Unlike file storage, object storage does not use a file system to organize objects in a hierarchy. Each object has a unique identifier that lets the end user retrieve the object, without having to know its location.
Flexible data protection, authentication options
Previous iterations allowed customers to deploy the SwiftStack controller either behind their own firewall, or as a service via SwiftStack's multi-tenant cloud. Version 3.0 includes Active Secondary Controller for redundant failover of the primary controller.
The upgrade adds an active secondary controller, which Blandini said provides 15 nines of availability. SwiftStack 3.0 addresses implementation by including auto ingest and hardware profiles that automatically configure new servers and add them to a cluster.
The latest release lets customers flexibly set policies to use RAID replicas or erasure coding within the same cluster. SwiftStack uses a pluggable architecture that supports any commercially available erasure coding library.

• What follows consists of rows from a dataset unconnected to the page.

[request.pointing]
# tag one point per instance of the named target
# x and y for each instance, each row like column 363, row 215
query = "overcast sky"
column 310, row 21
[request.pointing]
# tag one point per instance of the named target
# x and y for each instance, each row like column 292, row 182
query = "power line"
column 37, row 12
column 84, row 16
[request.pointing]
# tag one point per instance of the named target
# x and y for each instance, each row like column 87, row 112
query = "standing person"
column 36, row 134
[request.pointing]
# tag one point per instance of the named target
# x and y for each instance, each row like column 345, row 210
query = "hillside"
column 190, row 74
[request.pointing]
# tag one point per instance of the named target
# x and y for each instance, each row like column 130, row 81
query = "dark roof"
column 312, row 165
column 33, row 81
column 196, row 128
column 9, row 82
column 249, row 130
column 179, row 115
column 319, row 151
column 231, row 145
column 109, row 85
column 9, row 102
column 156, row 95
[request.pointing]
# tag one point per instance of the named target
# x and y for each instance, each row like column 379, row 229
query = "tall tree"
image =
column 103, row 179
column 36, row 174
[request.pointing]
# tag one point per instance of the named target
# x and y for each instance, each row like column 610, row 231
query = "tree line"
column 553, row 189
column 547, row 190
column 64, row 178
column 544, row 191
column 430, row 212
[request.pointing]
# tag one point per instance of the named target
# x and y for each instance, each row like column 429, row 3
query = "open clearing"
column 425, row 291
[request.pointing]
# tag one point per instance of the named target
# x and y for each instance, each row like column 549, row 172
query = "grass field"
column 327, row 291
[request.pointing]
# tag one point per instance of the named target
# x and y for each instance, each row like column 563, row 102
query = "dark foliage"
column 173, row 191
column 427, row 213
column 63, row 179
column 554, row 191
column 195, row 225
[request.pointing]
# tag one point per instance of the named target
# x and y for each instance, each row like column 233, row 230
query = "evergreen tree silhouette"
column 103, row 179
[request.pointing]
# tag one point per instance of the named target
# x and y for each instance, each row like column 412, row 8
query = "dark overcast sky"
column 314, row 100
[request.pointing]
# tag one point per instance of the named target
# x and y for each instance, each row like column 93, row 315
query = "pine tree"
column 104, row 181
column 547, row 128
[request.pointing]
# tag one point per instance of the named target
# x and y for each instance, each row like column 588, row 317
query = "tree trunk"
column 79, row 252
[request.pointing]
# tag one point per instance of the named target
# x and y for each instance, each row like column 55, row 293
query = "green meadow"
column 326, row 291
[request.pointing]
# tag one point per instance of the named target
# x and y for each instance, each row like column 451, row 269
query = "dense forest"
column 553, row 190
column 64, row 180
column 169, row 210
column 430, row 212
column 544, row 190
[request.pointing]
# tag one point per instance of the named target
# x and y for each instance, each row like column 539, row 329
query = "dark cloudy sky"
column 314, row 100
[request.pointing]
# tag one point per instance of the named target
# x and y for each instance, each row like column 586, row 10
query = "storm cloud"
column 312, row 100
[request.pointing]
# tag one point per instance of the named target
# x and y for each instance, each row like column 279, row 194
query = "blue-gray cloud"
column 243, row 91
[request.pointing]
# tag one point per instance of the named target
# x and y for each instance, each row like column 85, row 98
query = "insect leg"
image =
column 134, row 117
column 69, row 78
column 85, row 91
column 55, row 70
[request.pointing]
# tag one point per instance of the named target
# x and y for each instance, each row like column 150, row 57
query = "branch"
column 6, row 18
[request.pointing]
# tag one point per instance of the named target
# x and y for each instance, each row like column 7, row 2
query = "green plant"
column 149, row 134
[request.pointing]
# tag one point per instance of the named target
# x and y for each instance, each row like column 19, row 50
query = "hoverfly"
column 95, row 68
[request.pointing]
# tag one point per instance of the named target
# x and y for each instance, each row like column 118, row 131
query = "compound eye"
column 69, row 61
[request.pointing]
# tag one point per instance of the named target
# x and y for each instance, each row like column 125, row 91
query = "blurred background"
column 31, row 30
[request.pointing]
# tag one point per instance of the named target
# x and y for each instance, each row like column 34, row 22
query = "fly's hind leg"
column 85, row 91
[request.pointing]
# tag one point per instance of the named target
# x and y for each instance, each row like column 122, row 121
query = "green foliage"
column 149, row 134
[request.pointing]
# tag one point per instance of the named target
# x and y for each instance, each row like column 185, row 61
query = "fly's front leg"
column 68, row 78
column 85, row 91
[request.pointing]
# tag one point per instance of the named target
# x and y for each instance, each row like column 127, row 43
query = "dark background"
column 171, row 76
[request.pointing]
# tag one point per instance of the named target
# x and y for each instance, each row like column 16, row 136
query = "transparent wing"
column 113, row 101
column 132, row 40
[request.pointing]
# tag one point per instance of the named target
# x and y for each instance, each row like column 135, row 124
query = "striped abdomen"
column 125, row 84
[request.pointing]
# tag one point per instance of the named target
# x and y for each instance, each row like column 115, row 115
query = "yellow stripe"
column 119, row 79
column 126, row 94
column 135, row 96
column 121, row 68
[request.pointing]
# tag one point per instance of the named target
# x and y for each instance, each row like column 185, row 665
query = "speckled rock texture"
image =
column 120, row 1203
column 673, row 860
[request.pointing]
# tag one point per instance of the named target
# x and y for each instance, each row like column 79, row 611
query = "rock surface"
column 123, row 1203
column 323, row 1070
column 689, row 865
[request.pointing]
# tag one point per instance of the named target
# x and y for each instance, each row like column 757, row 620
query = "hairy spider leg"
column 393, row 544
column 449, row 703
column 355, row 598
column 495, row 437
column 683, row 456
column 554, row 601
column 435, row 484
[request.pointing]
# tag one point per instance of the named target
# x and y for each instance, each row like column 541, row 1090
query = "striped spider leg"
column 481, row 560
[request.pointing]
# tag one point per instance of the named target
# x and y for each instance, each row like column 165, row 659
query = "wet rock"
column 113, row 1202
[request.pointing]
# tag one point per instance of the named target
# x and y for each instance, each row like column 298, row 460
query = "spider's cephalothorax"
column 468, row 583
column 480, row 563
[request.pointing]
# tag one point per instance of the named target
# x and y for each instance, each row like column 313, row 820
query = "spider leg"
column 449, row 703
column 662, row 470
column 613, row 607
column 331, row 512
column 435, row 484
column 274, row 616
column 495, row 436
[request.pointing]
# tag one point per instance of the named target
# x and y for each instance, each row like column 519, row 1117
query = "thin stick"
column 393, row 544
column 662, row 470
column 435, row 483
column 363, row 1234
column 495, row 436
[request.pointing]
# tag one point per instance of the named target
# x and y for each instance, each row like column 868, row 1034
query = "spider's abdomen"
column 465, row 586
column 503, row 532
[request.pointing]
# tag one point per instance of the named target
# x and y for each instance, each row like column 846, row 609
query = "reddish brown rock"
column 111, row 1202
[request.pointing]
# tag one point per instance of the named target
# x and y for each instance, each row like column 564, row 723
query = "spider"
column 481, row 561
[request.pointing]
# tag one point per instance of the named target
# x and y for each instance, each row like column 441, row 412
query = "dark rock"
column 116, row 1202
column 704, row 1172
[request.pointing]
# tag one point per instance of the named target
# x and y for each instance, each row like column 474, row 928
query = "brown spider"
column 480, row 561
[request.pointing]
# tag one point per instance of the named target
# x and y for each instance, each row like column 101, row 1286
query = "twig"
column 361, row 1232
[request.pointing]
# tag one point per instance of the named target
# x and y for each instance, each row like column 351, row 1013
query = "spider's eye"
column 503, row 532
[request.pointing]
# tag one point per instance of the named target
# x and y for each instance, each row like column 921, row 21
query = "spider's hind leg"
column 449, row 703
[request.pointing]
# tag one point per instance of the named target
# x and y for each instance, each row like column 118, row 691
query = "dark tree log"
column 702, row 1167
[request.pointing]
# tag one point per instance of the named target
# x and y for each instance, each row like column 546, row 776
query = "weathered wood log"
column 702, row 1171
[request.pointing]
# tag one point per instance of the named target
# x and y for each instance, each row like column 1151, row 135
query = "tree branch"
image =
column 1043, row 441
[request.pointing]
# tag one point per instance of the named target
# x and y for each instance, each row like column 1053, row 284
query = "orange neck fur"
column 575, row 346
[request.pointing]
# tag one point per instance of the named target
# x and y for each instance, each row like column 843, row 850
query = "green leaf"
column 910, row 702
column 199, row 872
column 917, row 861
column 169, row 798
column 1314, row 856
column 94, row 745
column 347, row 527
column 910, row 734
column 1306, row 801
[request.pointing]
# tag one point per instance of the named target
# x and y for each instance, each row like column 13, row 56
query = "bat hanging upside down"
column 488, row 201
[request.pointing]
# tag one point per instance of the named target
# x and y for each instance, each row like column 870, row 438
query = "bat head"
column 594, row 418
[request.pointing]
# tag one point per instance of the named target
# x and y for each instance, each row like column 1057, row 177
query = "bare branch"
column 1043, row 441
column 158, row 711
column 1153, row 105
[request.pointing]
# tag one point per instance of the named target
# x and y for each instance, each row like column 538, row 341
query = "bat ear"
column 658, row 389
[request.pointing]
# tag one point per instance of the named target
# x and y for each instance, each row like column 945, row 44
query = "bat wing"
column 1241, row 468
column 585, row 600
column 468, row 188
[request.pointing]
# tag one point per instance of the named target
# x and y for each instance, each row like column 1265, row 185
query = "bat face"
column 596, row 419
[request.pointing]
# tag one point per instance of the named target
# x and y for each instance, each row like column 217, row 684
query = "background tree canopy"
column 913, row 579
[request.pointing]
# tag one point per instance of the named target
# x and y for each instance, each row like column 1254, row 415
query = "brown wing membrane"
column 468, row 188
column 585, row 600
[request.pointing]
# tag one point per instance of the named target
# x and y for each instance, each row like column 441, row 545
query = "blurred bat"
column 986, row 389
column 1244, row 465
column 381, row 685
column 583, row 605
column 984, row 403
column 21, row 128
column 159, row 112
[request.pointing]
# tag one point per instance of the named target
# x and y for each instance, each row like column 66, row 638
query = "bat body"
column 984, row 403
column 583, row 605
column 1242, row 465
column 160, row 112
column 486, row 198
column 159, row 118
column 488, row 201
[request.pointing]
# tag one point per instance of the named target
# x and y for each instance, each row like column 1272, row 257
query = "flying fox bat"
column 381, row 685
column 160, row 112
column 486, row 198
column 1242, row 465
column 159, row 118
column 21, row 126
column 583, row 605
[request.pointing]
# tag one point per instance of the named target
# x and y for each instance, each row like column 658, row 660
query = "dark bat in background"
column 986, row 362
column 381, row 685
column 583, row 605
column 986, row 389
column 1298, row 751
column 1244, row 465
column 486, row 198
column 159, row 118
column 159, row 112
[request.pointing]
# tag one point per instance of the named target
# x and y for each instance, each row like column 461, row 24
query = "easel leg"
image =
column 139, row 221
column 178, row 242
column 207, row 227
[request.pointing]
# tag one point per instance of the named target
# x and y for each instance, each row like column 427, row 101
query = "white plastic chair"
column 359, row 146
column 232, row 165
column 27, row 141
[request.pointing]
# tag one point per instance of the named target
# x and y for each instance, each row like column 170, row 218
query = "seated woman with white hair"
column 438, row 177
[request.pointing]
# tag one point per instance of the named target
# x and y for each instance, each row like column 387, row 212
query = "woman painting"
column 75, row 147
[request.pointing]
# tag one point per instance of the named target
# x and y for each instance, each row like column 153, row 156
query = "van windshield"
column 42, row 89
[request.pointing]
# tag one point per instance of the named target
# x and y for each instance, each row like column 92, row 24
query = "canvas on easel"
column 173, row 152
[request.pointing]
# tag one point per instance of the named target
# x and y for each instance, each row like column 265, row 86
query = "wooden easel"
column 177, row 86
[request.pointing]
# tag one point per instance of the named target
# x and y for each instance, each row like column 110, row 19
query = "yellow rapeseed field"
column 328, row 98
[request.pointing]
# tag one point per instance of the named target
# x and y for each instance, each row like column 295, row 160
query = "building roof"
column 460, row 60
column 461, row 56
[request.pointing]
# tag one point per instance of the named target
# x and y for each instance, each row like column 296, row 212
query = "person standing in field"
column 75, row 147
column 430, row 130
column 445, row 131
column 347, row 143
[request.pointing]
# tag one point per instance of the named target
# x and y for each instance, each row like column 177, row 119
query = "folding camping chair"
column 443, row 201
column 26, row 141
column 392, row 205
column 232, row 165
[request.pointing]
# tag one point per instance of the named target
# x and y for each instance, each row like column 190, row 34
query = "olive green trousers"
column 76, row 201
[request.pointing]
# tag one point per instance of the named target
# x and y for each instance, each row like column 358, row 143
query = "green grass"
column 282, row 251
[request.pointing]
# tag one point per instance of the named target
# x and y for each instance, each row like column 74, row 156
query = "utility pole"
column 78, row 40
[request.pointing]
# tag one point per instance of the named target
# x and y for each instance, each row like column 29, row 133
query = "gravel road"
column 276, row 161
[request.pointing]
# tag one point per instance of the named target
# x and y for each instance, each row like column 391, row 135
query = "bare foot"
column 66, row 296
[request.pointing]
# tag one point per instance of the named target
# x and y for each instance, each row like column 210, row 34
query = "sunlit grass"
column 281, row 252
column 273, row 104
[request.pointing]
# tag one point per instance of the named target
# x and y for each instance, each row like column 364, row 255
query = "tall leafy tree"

Product shipments natively include the erasure coding library that Intel developed for the OpenStack Swift engine.
SwiftStack has supported Microsoft Active Directory and Lightweight Directory Access Protocol (LDAP) permissions authentication since version 2.0. The latest release extends support to multiple Active Directory groups or LDAP endpoints.
Other authentication features include auto ingest and hardware profiles, which automatically configure new servers and add them to a cluster.
Version upgrade aims for feature parity with larger players
Marc Staimer, chief analyst at Dragon Slayer Consulting in Beaverton, Ore., said the latest release brings SwiftStack's object storage to feature parity with more established competitors.
"I have been very critical of the Swift open source community, in part, because it always felt like a science project," Staimer said. "What Swift has done is take open source and make it more commercially hardened. You've got to give them credit for that. They've taken a science project and turned into a commercially viable product -- a lot similar to what Red Hat did with Linux."
Blandini said SwiftStack 3.0 is licensed on a 12-month subscription priced on usable capacity.